Назавтра после смерти Лансинга дети Эшли перестали ходить в школу, к большому разочарованию своих одноклассников. Одну лишь Софи можно было увидеть на улице, когда она шла за хозяйственными покупками. Элла Гейтс раз столкнулась с ней у входа на почту и плюнула ей в лицо. Эшли запретил дочерям присутствовать на процессе. Только Роджер — семнадцати с половиной лет в ту пору — день за днем просиживал в зале суда рядом с матерью, день за днем отнимая у сограждан надежду насладиться картиной их горя и страха. «Наша мама тем крепче, чем дела идут хуже», — говаривал Роджер впоследствии. Садились они всегда в нескольких шагах от скамьи подсудимых. Бессонные ночи согнали краску с лица миссис Эшли, и это огорчало ее. Каждое утро, собираясь в суд, она подолгу яростно терла себе щеки, чтобы выглядеть здравствующей и неколебимо уверенной в благополучном исходе дела.
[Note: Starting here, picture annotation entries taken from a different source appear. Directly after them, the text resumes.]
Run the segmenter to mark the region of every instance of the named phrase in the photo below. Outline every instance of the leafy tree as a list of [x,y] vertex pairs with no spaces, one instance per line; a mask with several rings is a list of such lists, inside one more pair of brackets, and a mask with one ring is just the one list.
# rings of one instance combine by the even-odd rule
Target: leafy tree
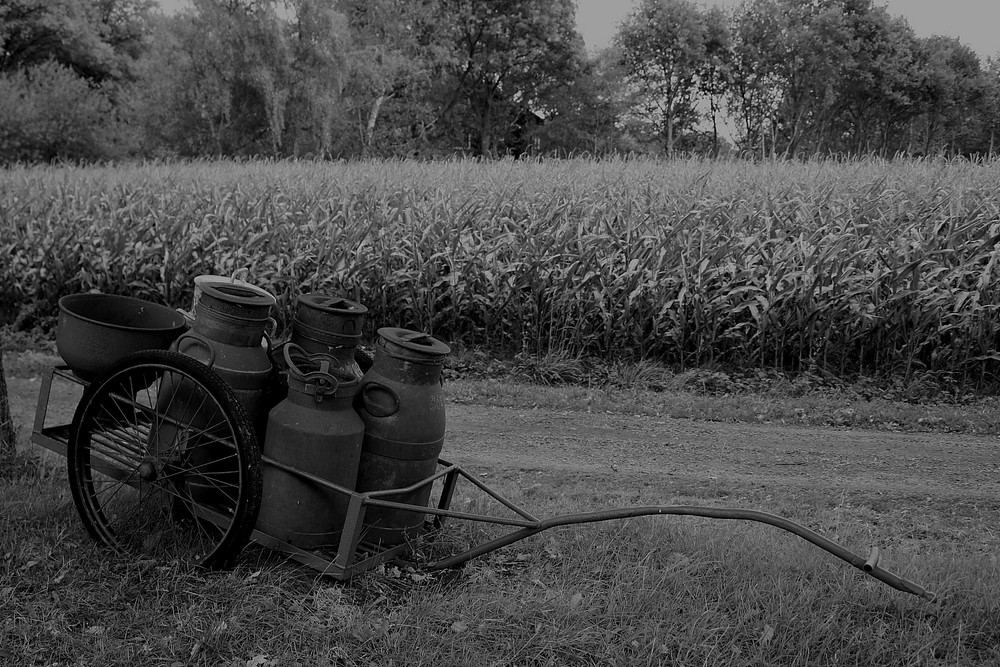
[[706,23],[687,0],[642,0],[616,36],[627,81],[662,132],[668,155],[678,130],[694,125],[698,72],[706,61]]
[[0,344],[0,468],[10,463],[15,452],[14,420],[10,415],[7,395],[7,377],[3,369],[3,345]]
[[920,46],[918,94],[924,113],[920,119],[920,149],[966,153],[977,150],[976,128],[981,125],[981,103],[986,80],[972,49],[951,37],[929,37]]
[[[437,124],[456,109],[475,152],[494,155],[520,131],[528,112],[551,104],[576,80],[585,61],[572,0],[441,0],[442,40],[450,76],[443,82]],[[463,124],[448,129],[461,132]]]
[[[338,8],[350,27],[346,94],[349,113],[358,119],[360,152],[376,151],[377,137],[391,144],[378,152],[406,147],[419,138],[416,128],[432,113],[428,88],[450,57],[448,44],[439,39],[440,5],[433,0],[340,0]],[[392,122],[379,132],[390,103],[402,106],[397,109],[402,113],[390,112]]]
[[0,163],[114,156],[110,100],[54,62],[0,73]]
[[128,78],[153,0],[0,0],[0,71],[47,61],[100,83]]
[[916,36],[905,20],[871,6],[848,17],[851,66],[839,86],[841,141],[832,150],[890,155],[905,148],[907,129],[920,113],[915,95]]
[[719,152],[719,115],[722,99],[732,79],[733,38],[729,16],[720,7],[704,15],[705,57],[698,66],[698,91],[708,100],[712,122],[712,153]]
[[285,154],[327,156],[343,111],[352,39],[344,14],[327,0],[294,0],[289,42]]
[[614,48],[603,49],[546,109],[544,124],[530,139],[544,152],[600,155],[628,150],[618,127],[628,105]]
Еще одно странное обстоятельство обратило на себя внимание во время процесса: никто из родственников Джона или Беаты не приехал поддержать и утешить семью.
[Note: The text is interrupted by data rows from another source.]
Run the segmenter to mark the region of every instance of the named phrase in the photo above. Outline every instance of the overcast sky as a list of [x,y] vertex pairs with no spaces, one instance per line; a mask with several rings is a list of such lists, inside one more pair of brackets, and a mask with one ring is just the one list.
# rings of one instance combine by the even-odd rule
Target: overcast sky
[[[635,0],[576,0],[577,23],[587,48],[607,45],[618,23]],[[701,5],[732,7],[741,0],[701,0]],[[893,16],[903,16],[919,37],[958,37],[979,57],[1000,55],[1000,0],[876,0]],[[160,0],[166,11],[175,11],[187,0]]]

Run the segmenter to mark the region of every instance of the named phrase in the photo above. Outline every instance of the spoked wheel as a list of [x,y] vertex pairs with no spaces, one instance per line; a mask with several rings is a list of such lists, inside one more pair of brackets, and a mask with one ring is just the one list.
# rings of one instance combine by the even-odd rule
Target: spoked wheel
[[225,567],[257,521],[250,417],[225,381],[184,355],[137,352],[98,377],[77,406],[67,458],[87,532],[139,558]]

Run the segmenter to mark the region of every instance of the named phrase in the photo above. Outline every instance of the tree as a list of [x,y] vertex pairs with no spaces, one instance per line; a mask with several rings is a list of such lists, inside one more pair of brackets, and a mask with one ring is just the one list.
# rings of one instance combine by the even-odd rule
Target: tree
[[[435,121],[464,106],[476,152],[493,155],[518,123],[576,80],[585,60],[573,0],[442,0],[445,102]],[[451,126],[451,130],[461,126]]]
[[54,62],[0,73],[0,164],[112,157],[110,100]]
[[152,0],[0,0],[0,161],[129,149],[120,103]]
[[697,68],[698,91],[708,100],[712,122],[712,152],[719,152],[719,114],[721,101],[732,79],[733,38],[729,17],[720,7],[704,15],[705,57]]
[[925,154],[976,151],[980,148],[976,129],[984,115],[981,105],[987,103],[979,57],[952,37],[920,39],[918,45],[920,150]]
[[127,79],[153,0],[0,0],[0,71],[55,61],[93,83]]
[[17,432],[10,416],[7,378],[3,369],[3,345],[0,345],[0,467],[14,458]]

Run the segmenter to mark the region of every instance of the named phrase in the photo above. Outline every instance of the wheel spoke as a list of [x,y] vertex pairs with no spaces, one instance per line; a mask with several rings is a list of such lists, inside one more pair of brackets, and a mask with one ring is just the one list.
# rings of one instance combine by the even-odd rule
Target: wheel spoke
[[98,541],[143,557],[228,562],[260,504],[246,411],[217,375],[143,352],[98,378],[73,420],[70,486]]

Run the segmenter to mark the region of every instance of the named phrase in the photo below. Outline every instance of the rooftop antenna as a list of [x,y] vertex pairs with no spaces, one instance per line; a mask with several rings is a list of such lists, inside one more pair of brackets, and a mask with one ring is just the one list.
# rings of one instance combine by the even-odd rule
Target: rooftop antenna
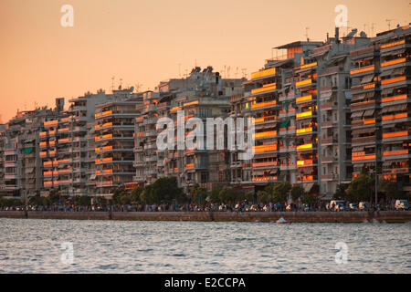
[[374,22],[373,22],[373,23],[371,24],[371,36],[374,36],[374,27],[375,26],[375,25],[376,25],[376,23],[374,23]]
[[395,19],[385,19],[386,23],[388,24],[388,30],[391,30],[391,22],[393,20],[395,20]]
[[114,76],[111,78],[111,92],[114,90]]

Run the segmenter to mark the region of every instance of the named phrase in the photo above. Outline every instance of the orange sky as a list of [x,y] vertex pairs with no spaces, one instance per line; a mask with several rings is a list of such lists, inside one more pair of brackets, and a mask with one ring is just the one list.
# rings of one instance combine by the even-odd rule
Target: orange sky
[[[65,4],[74,27],[60,26]],[[304,40],[305,27],[312,40],[333,36],[340,4],[349,26],[366,25],[369,35],[372,23],[375,33],[388,28],[385,19],[395,19],[391,27],[411,21],[406,0],[1,0],[0,115],[5,122],[35,102],[109,91],[113,76],[116,86],[122,78],[153,89],[195,60],[239,78],[261,68],[272,47]]]

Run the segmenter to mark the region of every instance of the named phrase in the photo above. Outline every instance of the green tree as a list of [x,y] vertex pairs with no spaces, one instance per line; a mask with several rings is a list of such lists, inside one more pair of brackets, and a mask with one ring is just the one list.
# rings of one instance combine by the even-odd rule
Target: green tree
[[396,182],[389,179],[383,179],[378,182],[378,188],[385,194],[386,199],[392,200],[398,197]]
[[207,191],[195,182],[188,188],[187,195],[193,202],[201,203],[206,201]]
[[304,188],[300,184],[294,184],[290,192],[292,201],[297,201],[304,195]]
[[223,188],[220,190],[220,193],[218,193],[218,197],[220,199],[220,202],[229,203],[236,201],[237,193],[236,191],[234,191],[232,188],[223,186]]
[[374,179],[365,172],[362,172],[350,182],[347,188],[348,198],[356,202],[367,201],[372,194],[373,186]]
[[257,192],[257,202],[267,203],[269,201],[269,193],[267,191]]
[[220,192],[221,192],[221,188],[215,188],[215,189],[211,190],[211,193],[208,196],[208,200],[211,203],[221,203]]

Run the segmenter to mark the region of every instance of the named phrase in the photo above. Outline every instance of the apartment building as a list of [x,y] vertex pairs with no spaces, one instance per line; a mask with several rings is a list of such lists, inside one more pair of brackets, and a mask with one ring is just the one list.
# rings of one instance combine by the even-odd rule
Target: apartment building
[[112,99],[96,105],[95,164],[97,195],[111,197],[115,189],[132,182],[134,120],[142,99],[133,89],[113,90]]
[[381,128],[376,139],[381,141],[377,161],[382,162],[382,168],[378,175],[396,181],[398,191],[409,192],[411,28],[406,26],[377,34],[373,44],[379,51],[374,64],[379,68],[381,89],[377,120]]

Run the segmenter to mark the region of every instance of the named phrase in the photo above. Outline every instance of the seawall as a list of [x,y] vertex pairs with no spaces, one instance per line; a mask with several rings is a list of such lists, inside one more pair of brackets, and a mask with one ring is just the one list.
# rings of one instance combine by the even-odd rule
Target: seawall
[[411,222],[411,211],[367,212],[37,212],[0,211],[0,218],[136,220],[136,221],[216,221],[275,222],[280,217],[297,223]]

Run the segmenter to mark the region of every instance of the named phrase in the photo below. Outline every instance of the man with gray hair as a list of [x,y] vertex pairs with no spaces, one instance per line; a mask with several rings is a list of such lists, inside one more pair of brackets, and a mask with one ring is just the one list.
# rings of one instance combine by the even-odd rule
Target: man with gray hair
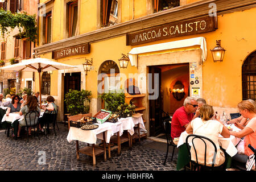
[[174,113],[171,123],[171,136],[175,144],[177,144],[178,138],[185,130],[188,123],[199,116],[199,112],[196,112],[197,106],[196,98],[187,97],[184,101],[183,106]]
[[206,101],[203,98],[199,98],[196,100],[196,102],[197,102],[198,107],[200,108],[201,106],[203,105],[207,104]]
[[0,93],[0,106],[1,107],[7,107],[11,102],[10,101],[4,102],[3,100],[3,95],[2,93]]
Но вот уже вся история стала отходить в область преданий, обрастая попутно большим количеством небылиц. То рассказывали, что поезд был остановлен шайкой нью-йоркских бандитов, подряженных зазнобой Эшли, вдовой убитого им Лансинга, за плату в тысячу долларов каждому. То уверяли, что Эшли сам, с помощью своего сына Роджера, сумел отстреляться от одиннадцати человек охраны и бежать. Даже после того, как прокуратура штата официально реабилитировала Джона Эшли, находились люди, твердившие, многозначительно щурясь: «За всем этим делом немало крылось такого, что так и осталось под спудом». Уехали из Коултауна, один за другим, дети Эшли и дети Лансинга. Перебрались на Тихоокеанское побережье сперва миссис Эшли, а потом миссис Лансинг. Казалось, время уже стерло из людской памяти это горестное событие, как стирало столько других. Но нет!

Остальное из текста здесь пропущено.